True about the "labour of love" thing... don't rely on Indie game dev to pay the bills until you had at least one big hit.
Thanks for the answer Gian!
I'm going to take a look at devmaster for sure never seen that site before and it looks really useful.
I'm not really saying that Unity isn't a good fit.
It is a great engine and made many things with it but I was just thinking that there might be other ways.
The only downside is that things can get quite messy with big projects and with that I mean the way scripts work etc.
I love OOP and I'm just missing that feeling in Unity but it's not a big issue.
I looked at the asset store before and proton seems to be a good solution any thoughts on that?
And do you know the big difference between the framework from onedayitwillmake and most other regular and networking solutions?
I know there are many but the concept of all is pretty much the same and the concept of onedayitwillmake seems completely different.
The big advantage I see with this is that the game can just fully run on servers and clients just get a snapshot of it pretty much.
Only player input would have to be send from the client to the server but about the data send from server to client I don't really get it.
Like is it sending all pixels to the client?

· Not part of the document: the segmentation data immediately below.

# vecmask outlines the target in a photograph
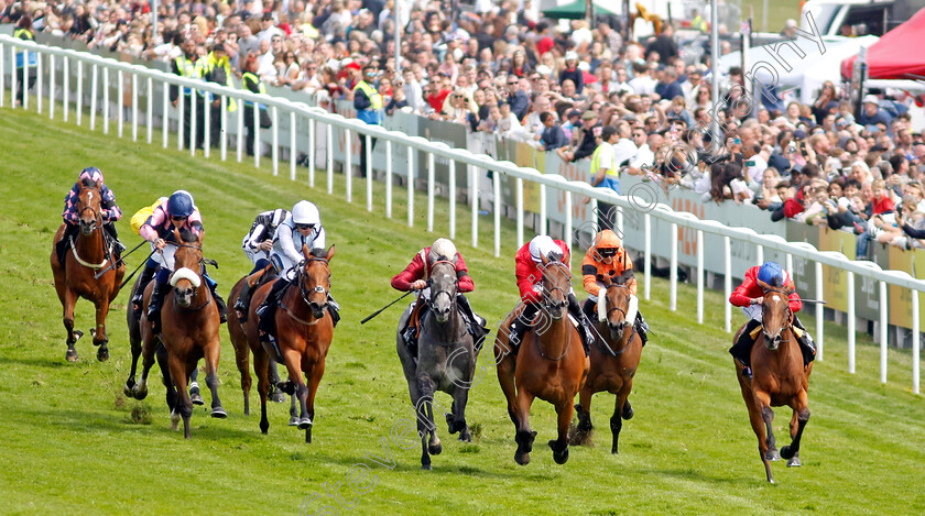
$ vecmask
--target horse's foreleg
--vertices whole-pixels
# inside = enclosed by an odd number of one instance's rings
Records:
[[[589,432],[595,427],[591,425],[591,397],[595,395],[591,387],[585,383],[578,392],[578,405],[575,406],[575,414],[578,416],[578,431]]]
[[[610,446],[610,453],[617,454],[618,444],[620,441],[620,430],[623,429],[623,406],[627,404],[627,398],[630,396],[630,387],[624,386],[617,394],[613,404],[613,415],[610,416],[610,433],[613,436],[613,443]]]
[[[791,420],[791,436],[793,437],[793,442],[790,446],[785,446],[781,449],[781,457],[787,459],[787,466],[798,466],[802,465],[799,462],[799,440],[803,438],[803,430],[806,428],[806,424],[809,421],[809,398],[806,394],[806,391],[799,392],[799,397],[797,398],[795,406],[793,407],[794,411],[794,419],[796,419],[796,428],[794,429],[794,421]],[[795,431],[794,431],[795,430]]]
[[[173,378],[173,384],[176,387],[176,407],[174,414],[171,415],[172,422],[176,421],[176,415],[183,418],[183,437],[189,439],[189,418],[193,416],[193,402],[189,399],[189,393],[186,391],[186,377],[191,371],[187,367],[185,358],[170,354],[167,356],[167,371]],[[195,369],[193,364],[192,369]]]
[[[211,394],[213,403],[211,403],[211,417],[216,417],[219,419],[225,419],[228,417],[228,413],[225,411],[225,408],[221,407],[221,399],[218,397],[218,356],[219,356],[219,342],[218,337],[216,336],[215,342],[206,345],[206,349],[203,350],[206,359],[206,386],[209,387],[209,393]],[[195,365],[194,365],[195,367]]]
[[[64,287],[64,299],[62,301],[62,306],[64,307],[64,314],[62,315],[62,321],[64,322],[64,329],[67,330],[67,353],[64,358],[68,362],[76,362],[77,361],[77,350],[74,349],[74,343],[77,342],[77,339],[83,336],[81,332],[74,331],[74,305],[77,304],[77,294],[70,289],[67,285]]]
[[[533,393],[527,389],[520,388],[518,391],[518,402],[514,410],[515,421],[518,422],[514,441],[518,443],[518,451],[514,453],[514,460],[520,465],[530,463],[530,452],[533,451],[533,440],[536,439],[536,432],[530,430],[530,406],[533,404]]]
[[[106,362],[109,360],[109,337],[106,334],[106,316],[109,315],[109,299],[97,299],[96,303],[96,329],[94,331],[94,345],[98,345],[97,360]]]
[[[314,367],[311,367],[305,374],[308,377],[308,397],[306,399],[308,419],[313,421],[313,425],[305,429],[305,442],[312,442],[312,427],[314,427],[315,420],[315,395],[318,393],[318,384],[322,383],[322,377],[325,375],[324,359],[316,362]]]
[[[568,461],[568,428],[572,426],[572,416],[575,408],[572,406],[572,398],[565,399],[556,407],[557,417],[557,439],[549,440],[549,448],[553,450],[553,460],[556,464],[565,464]]]
[[[270,378],[268,377],[269,358],[263,350],[253,353],[253,372],[257,374],[257,392],[260,395],[260,431],[266,433],[270,430],[270,420],[266,418],[266,395],[270,393]]]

I haven't dived very deep in to networking so I should probably first just continue learning more about networking and then I can probably figure it out.
I have the time for this project and I do it to learn things and that's also the reason I want to add multiplayer as I don't know much about it yet.
Look, I am not the networking guru, and I have constrained myself to only using local multiplayer until now to avoid any unneeded complications until my game prototype is ready for it, so I am not the right guy to give you real advice on the topic.
the weird name you mentioned (onedayitwillmake) gives me a hompage of someone as the first google hit. Are you talking about this page (http://onedayitwillmake.com/)? Besides the rather ugly web design (though that means the guy must be a good programmer if I go by empirical evidence, programmer homepages where ugly since the dawn of the internet :) ) I see lots of links to coding algos and solutions there (that I cannot open at work)...
EDIT: And by not just taking the first google entry I see now what you are talking about on github...
Well, this is a rather hard question to answer. Somebody needs to have expieirence with existing solutions (Photon, Smartfox, whatever else is on the market), AND take the time to analyze the solution from this guy.
What I do feel competent enough to give some advice on is your doubt about scaling Unity to larger projects: Yes, I see where you are coming from. And I do share your concerns, to some extent.
Nobody is stopping you though from mixing Unitys approach with a more standard OO approach. This is what I do. I use Unitys component approach for all the Editor facing scripts.
Behind the scenes I use a normal OO approach, as this is what I am most comfortable with. I also feel mixing and matching can add something to the standart Unity approach.
For example, only classes that get used as a behaviour script in the Editor are setup as a MonoBehaviour object. All classes that are used for other purposes are normal Objects. The MonoBehaviour classes can be seen as your hook-ins for Unitys game loop, and from there you can communicate through normal OO means between objects.
Is it a cleaner way to work than in a strictly OO based Engine? No, not really.... but it gives you options, as does the fact you can use behaviour scripts and drag and drop them in the editor to setup your scene... or you can ignore the editor for the most part and do things in code if that is more your thing.